More Articles like this in:
  • Business & Other Organizations
  • Central Government
  • Intellectual Property Law
  • Starting a Business

    Franchises - An Introduction

    Author: Baldwin Shelston Waters       

    By Rosemary Wallis

    Franchises originated after the First World War with the development of petrol stations and motor vehicle dealerships. Today there are many examples of franchising, and it is particularly prominent in the food, service, and retail industries.

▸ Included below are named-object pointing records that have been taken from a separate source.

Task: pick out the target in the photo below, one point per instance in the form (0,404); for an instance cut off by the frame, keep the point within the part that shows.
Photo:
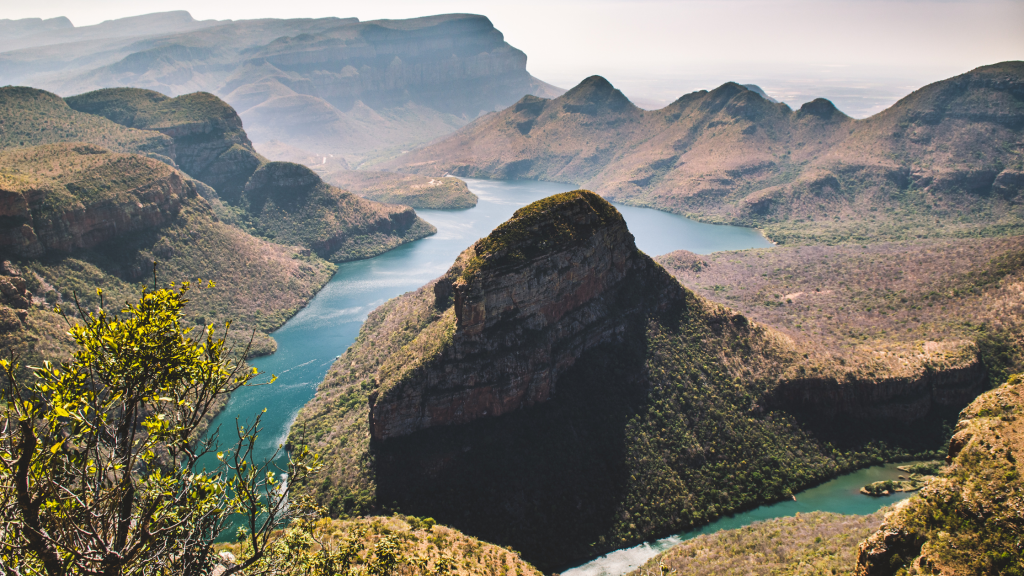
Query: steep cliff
(60,198)
(323,85)
(203,136)
(558,392)
(76,217)
(209,141)
(970,521)
(292,205)
(556,281)
(945,161)
(894,330)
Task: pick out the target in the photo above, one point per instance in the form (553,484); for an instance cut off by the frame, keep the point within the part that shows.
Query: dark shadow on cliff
(545,481)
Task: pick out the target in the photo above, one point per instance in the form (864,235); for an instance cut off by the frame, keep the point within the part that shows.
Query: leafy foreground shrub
(98,454)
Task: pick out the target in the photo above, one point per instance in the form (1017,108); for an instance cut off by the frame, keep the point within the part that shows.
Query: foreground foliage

    Franchises involve such diverse activities as key cutting, photocopying and print shops, sports shops, camera shops, clothing shops, sports arenas, rental cars, motels, health and fitness clinics, employment agencies, cleaning services, real estate agencies, automotive services and parts outlets, financial advisory services, fast food and set format restaurants. Shopping malls in both Australia and New Zealand have a large proportion of franchised outlets.


    What is a franchise?

    Franchising is a way of doing business and a marketing concept. It can be used in a number of different ways and even ranges as far as sporting concepts such as the Super 12.

    However, there are 3 main categories of franchise.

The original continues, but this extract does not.